A Novel Multivariate Discretization Algorithm Using Dynamic Programming
Erdoğan, Ali Burak
xmlui.mirage2.itemSummaryView.MetaDataShow full item record
Discretization is the task of converting quantitative (continuous) numerical data into qualitative (categorical) by assigning them into non-overlapping intervals. It is an important step in reducing the complexity of data in data mining and exploratory data analysis studies. There are many methods that provide discretization schemes on continuous attributes, such as equal-width, equal-frequency, and minimum description length principle (MDLP).
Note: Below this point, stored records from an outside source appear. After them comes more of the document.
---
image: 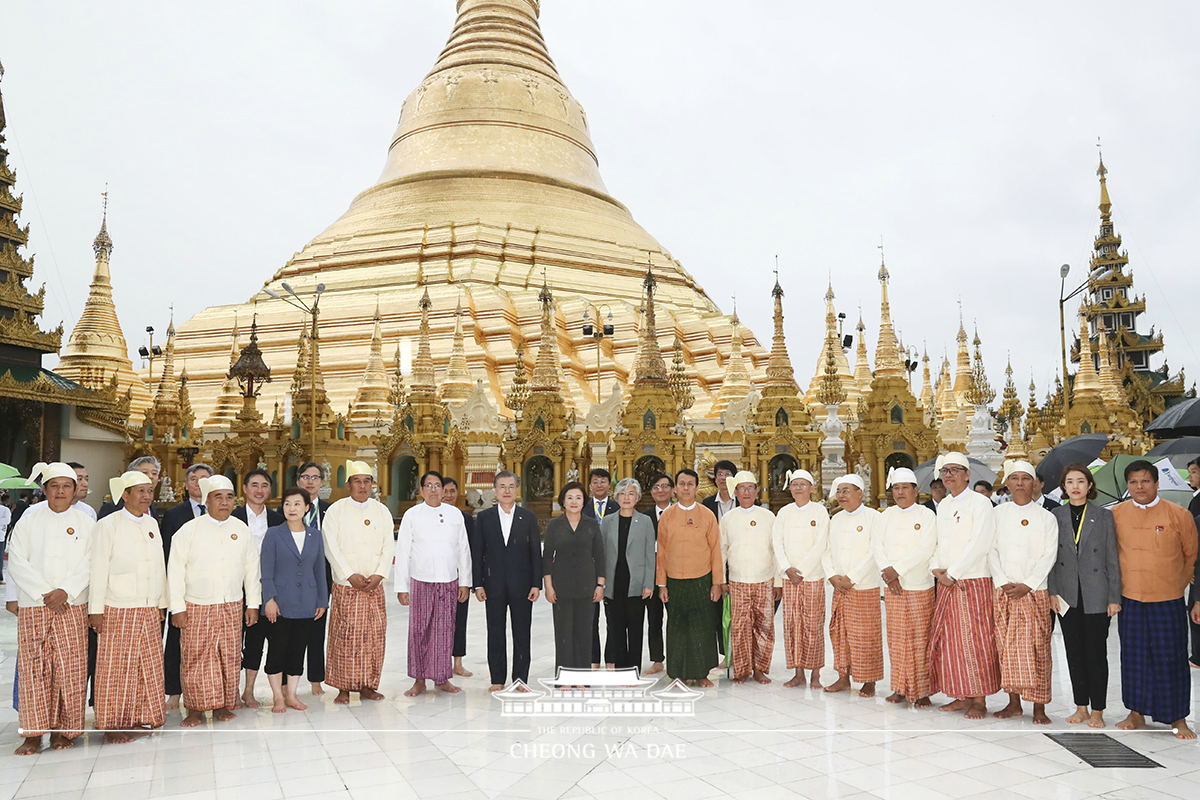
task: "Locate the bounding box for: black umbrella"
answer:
[1146,397,1200,438]
[1038,433,1109,487]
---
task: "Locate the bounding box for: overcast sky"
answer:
[0,0,1200,401]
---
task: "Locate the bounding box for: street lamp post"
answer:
[583,303,613,405]
[264,281,325,461]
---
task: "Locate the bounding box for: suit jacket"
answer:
[467,506,542,600]
[262,523,329,619]
[1046,501,1121,614]
[600,511,656,600]
[582,494,620,522]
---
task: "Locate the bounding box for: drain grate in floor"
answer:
[1045,733,1162,769]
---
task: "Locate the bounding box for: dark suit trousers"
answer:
[646,588,666,663]
[484,590,532,686]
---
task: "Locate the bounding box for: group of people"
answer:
[7,452,1200,753]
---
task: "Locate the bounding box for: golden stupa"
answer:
[175,0,767,420]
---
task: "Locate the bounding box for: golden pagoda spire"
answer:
[529,281,560,392]
[875,260,907,378]
[634,264,667,384]
[442,296,475,403]
[766,266,797,395]
[413,287,437,395]
[55,206,151,412]
[350,300,391,427]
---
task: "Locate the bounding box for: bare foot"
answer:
[12,735,42,756]
[826,673,850,694]
[1171,720,1196,739]
[1067,705,1088,724]
[1117,711,1146,730]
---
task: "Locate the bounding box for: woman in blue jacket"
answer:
[262,487,329,714]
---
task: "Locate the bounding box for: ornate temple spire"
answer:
[55,206,151,412]
[350,300,391,427]
[634,265,668,384]
[875,261,907,378]
[670,336,696,413]
[529,282,560,392]
[442,297,475,403]
[413,288,437,393]
[766,269,797,393]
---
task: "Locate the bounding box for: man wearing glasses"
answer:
[929,452,1000,720]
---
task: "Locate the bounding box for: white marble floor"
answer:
[0,587,1200,800]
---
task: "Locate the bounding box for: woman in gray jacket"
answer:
[1048,463,1121,728]
[600,477,655,669]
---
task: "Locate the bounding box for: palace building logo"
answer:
[493,667,704,717]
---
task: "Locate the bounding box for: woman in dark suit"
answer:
[1049,463,1121,728]
[542,481,605,669]
[600,477,655,668]
[262,487,329,714]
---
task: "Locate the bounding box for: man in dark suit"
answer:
[442,477,475,678]
[470,470,542,692]
[646,475,674,675]
[232,469,287,709]
[158,464,212,709]
[296,461,334,696]
[583,467,620,667]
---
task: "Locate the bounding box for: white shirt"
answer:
[772,500,829,581]
[871,503,937,591]
[824,506,880,589]
[720,506,784,587]
[929,488,996,581]
[496,503,517,545]
[88,509,167,614]
[244,503,269,554]
[322,498,391,587]
[990,503,1058,591]
[7,506,95,608]
[395,503,472,591]
[167,515,263,614]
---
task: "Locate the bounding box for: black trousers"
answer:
[1060,608,1110,711]
[554,595,599,669]
[484,591,532,686]
[266,616,314,678]
[450,595,470,658]
[646,587,666,663]
[604,597,646,669]
[162,614,184,694]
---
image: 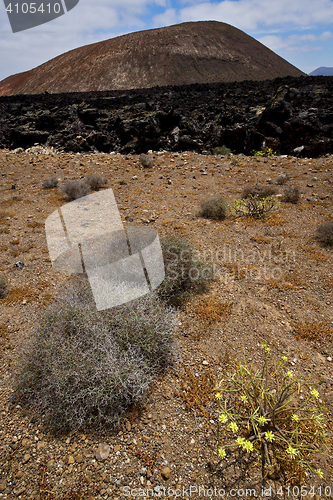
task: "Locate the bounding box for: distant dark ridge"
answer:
[0,76,333,157]
[0,21,304,95]
[310,66,333,76]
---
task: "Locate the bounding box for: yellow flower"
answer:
[236,436,245,448]
[311,389,319,399]
[287,444,298,460]
[228,422,238,432]
[219,413,228,424]
[265,431,275,443]
[259,415,269,425]
[243,441,253,452]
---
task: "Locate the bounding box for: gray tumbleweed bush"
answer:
[60,181,90,201]
[14,277,176,433]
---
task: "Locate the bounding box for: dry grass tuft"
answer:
[266,271,305,290]
[250,234,273,244]
[194,297,233,325]
[175,368,217,421]
[47,193,64,207]
[1,286,37,306]
[291,321,333,341]
[300,245,329,264]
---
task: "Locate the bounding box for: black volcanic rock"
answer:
[0,21,304,95]
[0,77,333,156]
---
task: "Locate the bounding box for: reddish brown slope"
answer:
[0,21,304,95]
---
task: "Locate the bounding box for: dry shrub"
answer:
[200,197,228,220]
[250,234,272,244]
[139,154,154,168]
[194,297,233,324]
[291,321,333,341]
[266,271,305,290]
[86,174,107,191]
[316,220,333,247]
[175,368,217,421]
[14,277,176,433]
[282,186,300,204]
[276,174,290,186]
[47,193,64,207]
[3,286,37,306]
[42,177,59,189]
[242,184,276,199]
[300,245,329,263]
[0,210,15,224]
[60,181,90,201]
[158,236,213,306]
[0,277,7,299]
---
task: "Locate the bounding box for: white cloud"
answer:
[258,31,333,53]
[174,0,333,30]
[153,9,179,26]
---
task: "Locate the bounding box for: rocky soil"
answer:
[0,148,333,500]
[0,77,333,157]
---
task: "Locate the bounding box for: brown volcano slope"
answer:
[0,21,304,95]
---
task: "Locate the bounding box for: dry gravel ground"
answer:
[0,151,333,500]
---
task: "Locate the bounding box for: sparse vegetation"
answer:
[316,220,333,247]
[15,277,176,433]
[216,344,329,484]
[0,276,7,299]
[158,237,213,306]
[212,144,231,156]
[291,321,333,341]
[242,184,276,199]
[42,177,59,189]
[139,155,154,168]
[85,174,107,191]
[253,148,276,156]
[200,197,228,220]
[229,196,279,219]
[282,186,300,205]
[276,174,290,186]
[61,181,90,201]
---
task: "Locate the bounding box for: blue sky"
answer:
[0,0,333,80]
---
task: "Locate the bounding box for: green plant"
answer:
[60,181,90,201]
[276,174,290,186]
[316,220,333,247]
[0,277,7,299]
[42,178,59,189]
[282,186,300,204]
[139,154,154,168]
[158,237,213,306]
[253,148,276,156]
[216,344,329,482]
[242,184,275,198]
[86,174,107,191]
[200,197,228,220]
[14,277,176,433]
[228,196,279,219]
[212,144,231,156]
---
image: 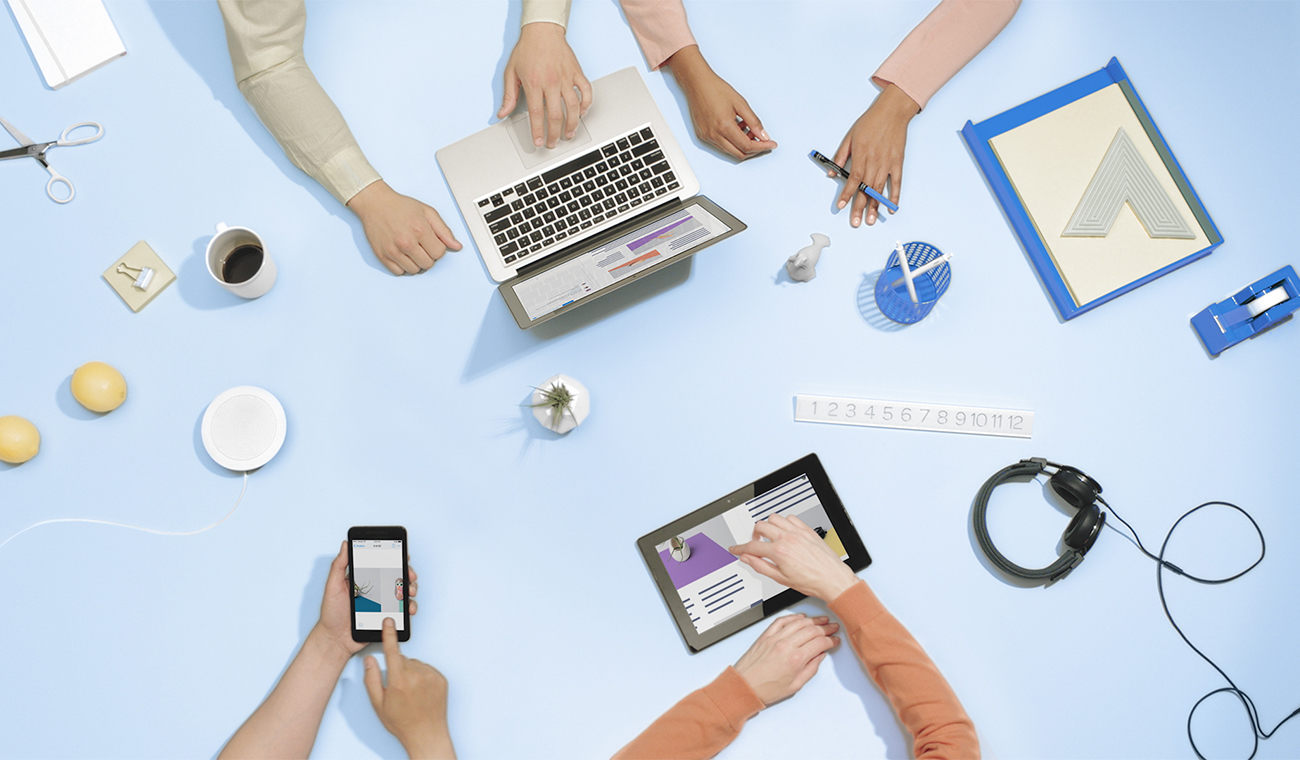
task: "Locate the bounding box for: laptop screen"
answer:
[510,201,744,321]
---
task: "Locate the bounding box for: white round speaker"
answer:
[202,386,286,473]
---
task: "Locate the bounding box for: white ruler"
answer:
[794,394,1034,438]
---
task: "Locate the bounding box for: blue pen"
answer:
[809,151,898,213]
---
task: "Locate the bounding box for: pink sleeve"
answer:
[871,0,1021,108]
[619,0,696,69]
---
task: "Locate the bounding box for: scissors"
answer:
[0,118,104,203]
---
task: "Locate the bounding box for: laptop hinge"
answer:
[515,197,686,278]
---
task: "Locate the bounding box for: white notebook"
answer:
[8,0,126,90]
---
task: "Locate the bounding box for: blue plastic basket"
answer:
[876,240,953,325]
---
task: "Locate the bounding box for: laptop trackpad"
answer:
[506,110,592,169]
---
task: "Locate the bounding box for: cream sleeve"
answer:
[217,0,380,204]
[519,0,572,29]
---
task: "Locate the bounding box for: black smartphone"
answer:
[347,525,411,642]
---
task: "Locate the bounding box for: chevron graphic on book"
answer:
[1061,127,1196,240]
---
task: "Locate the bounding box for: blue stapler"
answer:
[1192,266,1300,356]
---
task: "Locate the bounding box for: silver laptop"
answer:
[437,68,745,329]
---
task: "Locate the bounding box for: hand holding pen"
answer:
[835,84,920,227]
[809,151,898,227]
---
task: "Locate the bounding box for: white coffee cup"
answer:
[207,222,276,299]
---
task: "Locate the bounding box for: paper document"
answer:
[8,0,126,90]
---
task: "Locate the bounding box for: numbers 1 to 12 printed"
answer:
[794,395,1034,438]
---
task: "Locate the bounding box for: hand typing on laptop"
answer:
[497,0,776,161]
[497,22,592,148]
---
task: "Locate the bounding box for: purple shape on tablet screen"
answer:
[659,533,737,589]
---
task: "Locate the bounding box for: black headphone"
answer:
[971,457,1109,583]
[971,457,1300,760]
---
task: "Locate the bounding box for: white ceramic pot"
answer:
[533,374,592,433]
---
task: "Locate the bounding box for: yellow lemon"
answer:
[0,414,40,464]
[73,361,126,412]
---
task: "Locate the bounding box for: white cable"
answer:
[0,473,248,548]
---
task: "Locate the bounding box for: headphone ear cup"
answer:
[1061,504,1106,555]
[1048,468,1101,509]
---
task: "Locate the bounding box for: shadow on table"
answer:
[819,623,911,760]
[176,235,247,310]
[150,0,390,276]
[460,257,693,383]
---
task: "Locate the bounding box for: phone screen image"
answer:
[352,538,407,631]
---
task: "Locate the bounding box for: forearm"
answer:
[831,581,979,760]
[614,668,763,760]
[871,0,1021,108]
[220,626,351,759]
[619,0,696,69]
[220,0,380,204]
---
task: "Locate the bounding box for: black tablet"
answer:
[637,453,871,652]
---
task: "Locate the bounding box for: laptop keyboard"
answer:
[478,126,680,266]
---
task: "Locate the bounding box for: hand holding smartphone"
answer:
[347,525,411,642]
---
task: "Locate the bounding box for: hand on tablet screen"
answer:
[365,618,456,757]
[736,613,840,707]
[316,540,420,656]
[729,514,858,602]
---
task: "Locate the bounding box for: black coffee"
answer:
[221,246,261,285]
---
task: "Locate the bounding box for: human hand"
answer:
[831,84,920,227]
[663,45,776,161]
[316,540,420,657]
[497,21,592,148]
[736,614,840,705]
[347,179,462,275]
[365,617,456,759]
[729,514,858,602]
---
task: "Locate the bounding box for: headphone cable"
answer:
[1097,496,1300,760]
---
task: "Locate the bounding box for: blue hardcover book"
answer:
[962,58,1223,320]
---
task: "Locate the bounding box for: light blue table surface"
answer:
[0,0,1300,759]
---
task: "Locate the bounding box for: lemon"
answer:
[0,414,40,464]
[73,361,126,412]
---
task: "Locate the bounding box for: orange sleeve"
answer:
[871,0,1021,109]
[831,581,979,760]
[619,0,696,69]
[614,666,763,760]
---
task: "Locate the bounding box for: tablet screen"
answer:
[637,453,871,652]
[655,474,849,633]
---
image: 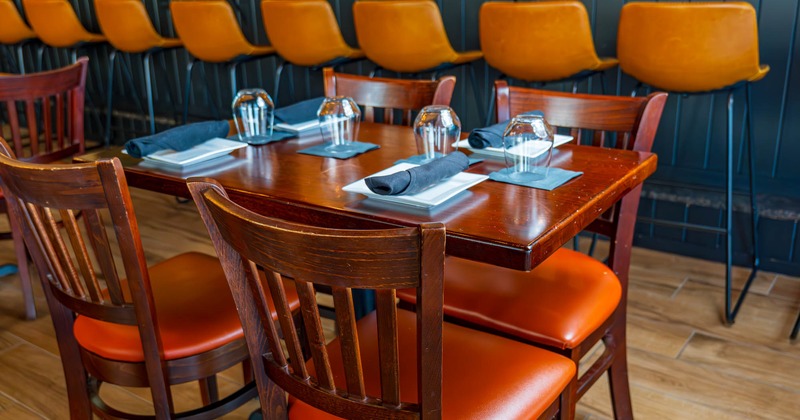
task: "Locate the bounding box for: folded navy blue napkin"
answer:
[364,152,469,195]
[125,121,230,158]
[275,97,325,124]
[467,111,544,149]
[489,168,583,191]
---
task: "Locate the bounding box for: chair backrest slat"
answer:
[332,286,366,398]
[375,289,400,405]
[323,68,456,125]
[188,179,444,418]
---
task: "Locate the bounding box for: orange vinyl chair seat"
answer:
[398,248,622,349]
[480,1,619,82]
[617,2,769,93]
[22,0,106,48]
[0,0,36,45]
[289,310,575,420]
[353,0,483,73]
[169,1,275,63]
[74,252,300,362]
[94,0,183,53]
[261,0,364,67]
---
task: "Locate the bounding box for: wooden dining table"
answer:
[75,123,657,271]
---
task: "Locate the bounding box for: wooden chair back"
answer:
[495,80,667,278]
[0,57,89,163]
[323,68,456,125]
[188,179,445,418]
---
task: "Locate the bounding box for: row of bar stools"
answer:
[94,0,183,139]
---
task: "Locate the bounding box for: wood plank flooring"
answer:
[0,190,800,419]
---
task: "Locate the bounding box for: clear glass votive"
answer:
[503,114,554,182]
[231,89,275,144]
[414,105,461,163]
[317,96,361,153]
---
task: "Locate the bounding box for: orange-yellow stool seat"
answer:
[0,0,36,45]
[617,2,769,92]
[74,252,300,362]
[398,248,622,349]
[289,310,575,420]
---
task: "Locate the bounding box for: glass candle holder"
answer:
[503,113,554,182]
[414,105,461,163]
[231,89,275,144]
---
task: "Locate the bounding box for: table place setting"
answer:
[342,152,489,208]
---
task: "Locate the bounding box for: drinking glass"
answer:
[231,89,275,144]
[317,96,361,153]
[503,114,553,182]
[414,105,461,163]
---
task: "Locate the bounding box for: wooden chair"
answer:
[323,67,456,125]
[0,141,299,418]
[398,81,667,418]
[0,58,88,319]
[188,179,574,419]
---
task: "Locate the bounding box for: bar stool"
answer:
[617,2,769,324]
[480,1,619,125]
[94,0,183,145]
[22,0,106,69]
[0,0,36,74]
[261,0,365,102]
[169,0,275,122]
[353,0,484,115]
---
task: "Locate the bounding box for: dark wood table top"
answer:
[76,123,657,270]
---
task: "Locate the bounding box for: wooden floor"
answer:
[0,190,800,419]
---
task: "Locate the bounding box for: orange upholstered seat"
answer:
[617,2,769,92]
[289,310,575,420]
[22,0,106,48]
[480,1,618,82]
[74,252,300,362]
[401,248,622,349]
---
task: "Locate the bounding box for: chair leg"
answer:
[105,50,117,147]
[183,57,195,124]
[9,217,36,320]
[197,375,219,405]
[142,52,156,134]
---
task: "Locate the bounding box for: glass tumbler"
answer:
[317,96,361,154]
[232,89,275,144]
[414,105,461,163]
[503,114,553,182]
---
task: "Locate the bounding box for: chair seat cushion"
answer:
[398,248,622,349]
[289,310,575,420]
[73,252,300,362]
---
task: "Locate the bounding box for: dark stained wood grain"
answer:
[77,123,657,270]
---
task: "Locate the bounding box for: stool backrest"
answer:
[0,0,36,45]
[188,179,445,418]
[323,68,456,125]
[261,0,351,66]
[94,0,161,53]
[0,57,89,163]
[617,2,769,92]
[169,0,252,63]
[353,0,458,73]
[22,0,94,48]
[480,1,600,82]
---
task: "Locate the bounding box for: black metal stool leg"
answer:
[273,60,286,106]
[183,57,195,124]
[142,52,156,134]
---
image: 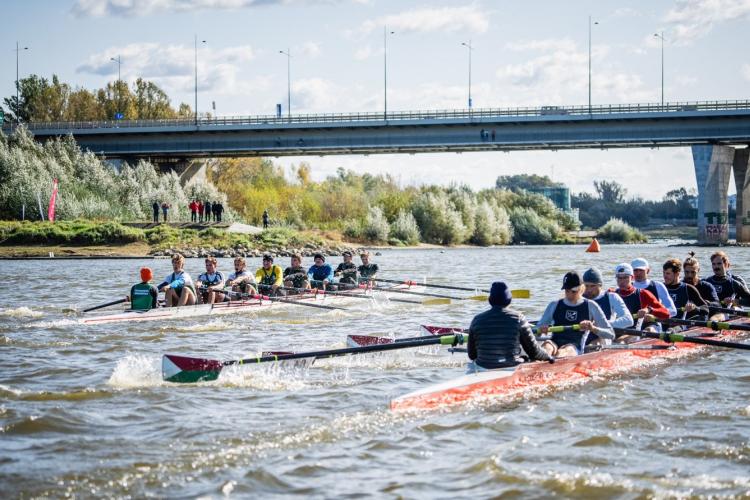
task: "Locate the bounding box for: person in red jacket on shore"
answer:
[615,263,669,342]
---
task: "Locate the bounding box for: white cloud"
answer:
[664,0,750,45]
[71,0,291,17]
[76,43,264,94]
[354,5,489,36]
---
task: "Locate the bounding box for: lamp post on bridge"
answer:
[16,42,29,126]
[195,34,206,127]
[109,55,122,120]
[383,26,396,121]
[461,40,474,110]
[654,31,666,108]
[279,47,292,123]
[589,16,599,114]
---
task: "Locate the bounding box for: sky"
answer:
[0,0,750,199]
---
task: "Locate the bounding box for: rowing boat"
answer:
[390,318,750,411]
[79,284,424,325]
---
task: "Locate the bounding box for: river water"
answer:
[0,244,750,498]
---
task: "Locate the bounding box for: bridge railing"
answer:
[4,100,750,131]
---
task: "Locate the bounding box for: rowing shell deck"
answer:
[390,318,750,411]
[79,285,424,325]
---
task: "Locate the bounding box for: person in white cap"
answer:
[583,267,633,345]
[630,257,677,318]
[537,271,615,357]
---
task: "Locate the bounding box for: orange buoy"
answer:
[586,238,599,253]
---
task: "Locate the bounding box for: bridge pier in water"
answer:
[692,146,744,245]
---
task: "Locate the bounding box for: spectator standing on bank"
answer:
[161,201,169,222]
[188,200,198,222]
[203,200,211,222]
[214,201,224,222]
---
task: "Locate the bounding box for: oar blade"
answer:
[161,354,224,384]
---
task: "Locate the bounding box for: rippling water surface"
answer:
[0,245,750,498]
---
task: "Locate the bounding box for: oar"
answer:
[223,290,346,311]
[162,334,465,383]
[614,324,750,351]
[279,287,451,305]
[81,297,128,312]
[360,277,531,299]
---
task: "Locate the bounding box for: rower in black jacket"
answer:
[467,281,555,371]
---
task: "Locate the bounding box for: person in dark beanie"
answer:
[467,281,555,371]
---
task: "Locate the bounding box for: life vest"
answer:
[552,299,589,346]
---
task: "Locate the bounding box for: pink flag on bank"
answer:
[47,179,57,222]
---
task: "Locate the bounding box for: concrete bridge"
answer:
[5,101,750,244]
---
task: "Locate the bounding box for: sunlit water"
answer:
[0,245,750,498]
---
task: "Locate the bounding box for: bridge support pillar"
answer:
[732,148,750,243]
[692,146,734,245]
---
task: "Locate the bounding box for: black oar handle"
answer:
[82,297,128,312]
[222,333,466,366]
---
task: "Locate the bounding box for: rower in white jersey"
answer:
[630,257,677,318]
[196,256,224,304]
[583,267,633,345]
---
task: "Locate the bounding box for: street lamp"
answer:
[195,35,206,126]
[383,26,396,120]
[461,40,474,111]
[279,48,292,123]
[109,55,122,119]
[589,16,599,114]
[16,42,29,126]
[654,31,666,108]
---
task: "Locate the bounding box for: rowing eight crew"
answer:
[126,251,378,310]
[468,251,750,371]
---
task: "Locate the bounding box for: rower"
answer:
[284,253,310,293]
[630,257,677,318]
[537,271,615,357]
[307,253,333,290]
[682,252,720,306]
[255,254,284,295]
[225,257,258,295]
[706,250,750,307]
[157,253,196,307]
[196,255,224,304]
[467,281,555,372]
[615,263,669,342]
[662,259,708,319]
[333,250,357,288]
[125,267,159,311]
[583,267,633,345]
[357,250,378,286]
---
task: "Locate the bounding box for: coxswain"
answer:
[307,253,333,290]
[196,256,224,304]
[706,250,750,307]
[467,281,555,371]
[125,267,159,311]
[157,253,196,307]
[630,257,677,318]
[225,257,258,295]
[537,271,615,357]
[662,259,709,319]
[333,250,357,285]
[357,250,378,286]
[255,254,284,295]
[615,263,669,342]
[583,267,633,345]
[284,253,310,293]
[682,252,719,306]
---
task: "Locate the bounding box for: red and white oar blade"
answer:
[161,354,224,384]
[346,335,394,347]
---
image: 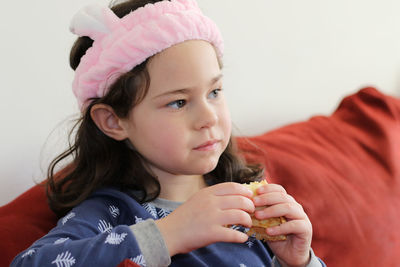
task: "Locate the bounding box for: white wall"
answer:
[0,0,400,205]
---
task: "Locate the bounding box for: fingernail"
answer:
[267,227,278,235]
[257,186,265,194]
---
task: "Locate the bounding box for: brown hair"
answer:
[46,0,263,217]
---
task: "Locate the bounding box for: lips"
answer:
[194,140,220,151]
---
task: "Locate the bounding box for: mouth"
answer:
[194,140,220,151]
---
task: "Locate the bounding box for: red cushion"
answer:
[238,88,400,266]
[0,88,400,266]
[0,185,57,266]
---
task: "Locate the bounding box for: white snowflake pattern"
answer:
[108,205,120,218]
[246,238,254,248]
[54,237,69,245]
[51,251,75,267]
[230,225,241,231]
[130,254,146,267]
[158,209,171,218]
[62,212,76,225]
[143,203,157,219]
[97,220,112,233]
[104,233,128,245]
[135,215,143,224]
[21,248,36,258]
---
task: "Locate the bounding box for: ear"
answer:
[90,104,128,141]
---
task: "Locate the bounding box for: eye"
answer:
[167,99,186,109]
[209,89,222,98]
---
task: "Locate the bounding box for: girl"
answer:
[12,0,322,266]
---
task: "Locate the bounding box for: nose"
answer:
[195,101,218,130]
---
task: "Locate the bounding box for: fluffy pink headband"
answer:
[70,0,223,110]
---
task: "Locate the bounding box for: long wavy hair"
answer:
[46,0,263,217]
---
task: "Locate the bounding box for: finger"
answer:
[218,195,255,213]
[254,202,308,220]
[266,220,312,239]
[214,227,249,243]
[253,191,296,206]
[257,184,286,195]
[208,182,253,198]
[219,209,252,227]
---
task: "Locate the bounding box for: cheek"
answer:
[146,120,184,155]
[220,103,232,139]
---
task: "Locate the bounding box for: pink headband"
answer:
[70,0,223,110]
On the other hand, these methods ignore the multivariate nature of the dataset and focus on a single feature space for discretization. This causes a loss of information with respect to the correlations between attributes. Moreover, unlabeled data cannot be discretized with supervised methods (e.g. MDLP) that use class labels. We propose a new technique for unsupervised, multivariate, global, and static discretization; a discretizer based on information entropy which employs a constrained shortest-path algorithm. We test our technique on manually crafted randomized synthetic datasets as well as well-known real datasets. We show that our approach provides a more meaningful discretization in test cases. This may allow the retrieval of meaningful intervals, which are hidden, for data exploratory tasks. Also, classification accuracy on real datasets generally improves with our method unlike other univariate benchmark methods. Hence, our method may serve to achieve better accuracy on classification tasks.